Il a même eu des enfants, jouant de malchance,
Et la vie, le vécu, les amis, la mort,
Jouant avec ses nerfs, comme un petit ressort,
Vrillant les autres, semblant d’agitation retors,
Il reprend son essor chaque jour à la traîne,
S’autorisant parfois lorsque le temps lui permet,
Quelques instants seul, sans répit, vrais.
Mais ça ne peut pas continuer, ça ne peut plus continuer,
A mort mon être! A mort cette torpeur édentée.
Tant pis si la vie a foutu le camp,
Si la passion n’a plus le temps,
Si la mort est au bout du chemin,
Pour une fois il prendra le sien.
L’apocalypse en marche, mais ça se prépare,
Ça se cogite, pour ne pas partir en retard,
Il ne va rien changer, pas bouger d’un pouce,
Attendre tranquillement un banal retour aux sources.
Et là, il frappera, méthodique, tactique, sans retraite,
Il tranchera les liens d’une inertie trop nette,
Et là il partira sans se retourner, par delà les monts,
Sans escale, sans attendre, sans tourner en rond.
Il ne souffrira plus la mêlasse poisseuse du monde figé,
Les coups et la trombe de la foule enlisée.

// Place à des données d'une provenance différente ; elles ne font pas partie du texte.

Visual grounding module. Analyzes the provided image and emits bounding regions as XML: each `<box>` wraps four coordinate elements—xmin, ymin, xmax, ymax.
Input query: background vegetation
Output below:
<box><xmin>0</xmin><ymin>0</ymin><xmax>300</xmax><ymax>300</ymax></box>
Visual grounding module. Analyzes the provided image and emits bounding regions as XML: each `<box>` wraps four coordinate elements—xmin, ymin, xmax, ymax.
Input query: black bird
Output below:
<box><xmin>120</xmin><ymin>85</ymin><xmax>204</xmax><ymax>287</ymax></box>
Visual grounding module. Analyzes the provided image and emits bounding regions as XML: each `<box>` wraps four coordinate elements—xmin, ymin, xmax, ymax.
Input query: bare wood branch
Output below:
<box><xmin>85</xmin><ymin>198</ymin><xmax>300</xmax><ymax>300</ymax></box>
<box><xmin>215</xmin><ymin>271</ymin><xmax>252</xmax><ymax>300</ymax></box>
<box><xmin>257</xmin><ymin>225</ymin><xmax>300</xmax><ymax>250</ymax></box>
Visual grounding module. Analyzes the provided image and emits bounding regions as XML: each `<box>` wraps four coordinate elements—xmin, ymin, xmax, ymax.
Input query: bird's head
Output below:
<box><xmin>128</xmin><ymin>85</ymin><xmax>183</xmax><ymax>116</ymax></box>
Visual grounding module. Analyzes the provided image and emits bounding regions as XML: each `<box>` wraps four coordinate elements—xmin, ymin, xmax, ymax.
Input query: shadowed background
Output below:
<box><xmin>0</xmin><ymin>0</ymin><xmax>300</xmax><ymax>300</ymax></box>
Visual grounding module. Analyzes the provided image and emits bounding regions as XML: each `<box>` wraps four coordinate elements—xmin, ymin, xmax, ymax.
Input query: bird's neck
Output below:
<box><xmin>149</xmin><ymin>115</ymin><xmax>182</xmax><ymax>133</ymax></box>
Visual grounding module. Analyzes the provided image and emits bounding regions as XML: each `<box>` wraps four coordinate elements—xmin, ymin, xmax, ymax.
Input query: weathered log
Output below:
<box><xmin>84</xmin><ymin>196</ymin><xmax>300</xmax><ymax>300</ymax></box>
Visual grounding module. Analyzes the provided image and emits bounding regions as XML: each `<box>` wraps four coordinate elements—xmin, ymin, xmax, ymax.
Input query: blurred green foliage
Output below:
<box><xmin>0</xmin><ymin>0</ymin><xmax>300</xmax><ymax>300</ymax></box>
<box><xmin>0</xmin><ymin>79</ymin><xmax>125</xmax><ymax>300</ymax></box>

Il brisera ses chaînes, son sang ne fera qu’un tour,
Plus de fatigue, plus de jours amers, pas de secours,
Il percera ses mondes inconnus, ses douleurs sourdes.
Il voguera sur les bandes de béton armé de sa seule gourde,
Pleine d’ambroisie, de désespoir et d’irrévérence,
Feindra l’arrogance, la plénitude au cœur, en transe.
Pas de victoire, de rêve à conquérir, de paradis,
Juste l’envie, la puissance et le mépris,
Et puis tant pis pour sa vie bâtie par le temps,
Il compactera l’espace et le moment.
Mais voilà, sans prévenir, la fougueuse étreinte se tire,
La confiance, le printemps des sens s’enfuient,
Le moi devient flou, le désespoir lasse, et le bonheur fige,
Fixant les illusions et le désordre ambiant, l’alternative marrie dans l’erreur,
L’ego s’étiole dans la limite des mots trop abstraits,
L’aigreur perd de sa force, couvant sous la honte,
Les mondes se brisent et s’essoufflent, au son des contresens,
Les tripes s’étalent sous l’érosion des raisonnements,
L’évidence d’une saveur lointaine sans aspirations.
La tête basse et les oreilles froides, il n’est plus qu’un jeu de transparences,
Un avatar sans force, écrasé par trop de rêves agglutinés sur son dos.
L’étau se desserre, les boulons sautent, le barrage s’ouvre patiemment.
Sa peau devient écorce, craquant sous le lierre des évènements,
Petite déroute, petite flemme, petite honte, et grands absents,
Ses désirs fuyant en rang d’oignon avec les restes de l’horizon.
Pas d’explication, pas de sens, une cage en verre effrayante,
Certains coins sombres et chauds prennent alors des airs charmeurs,
Les corps filent devant ses yeux acharnés, usés par l’attente,
Il se jette sur les rails et commence sa longue descente.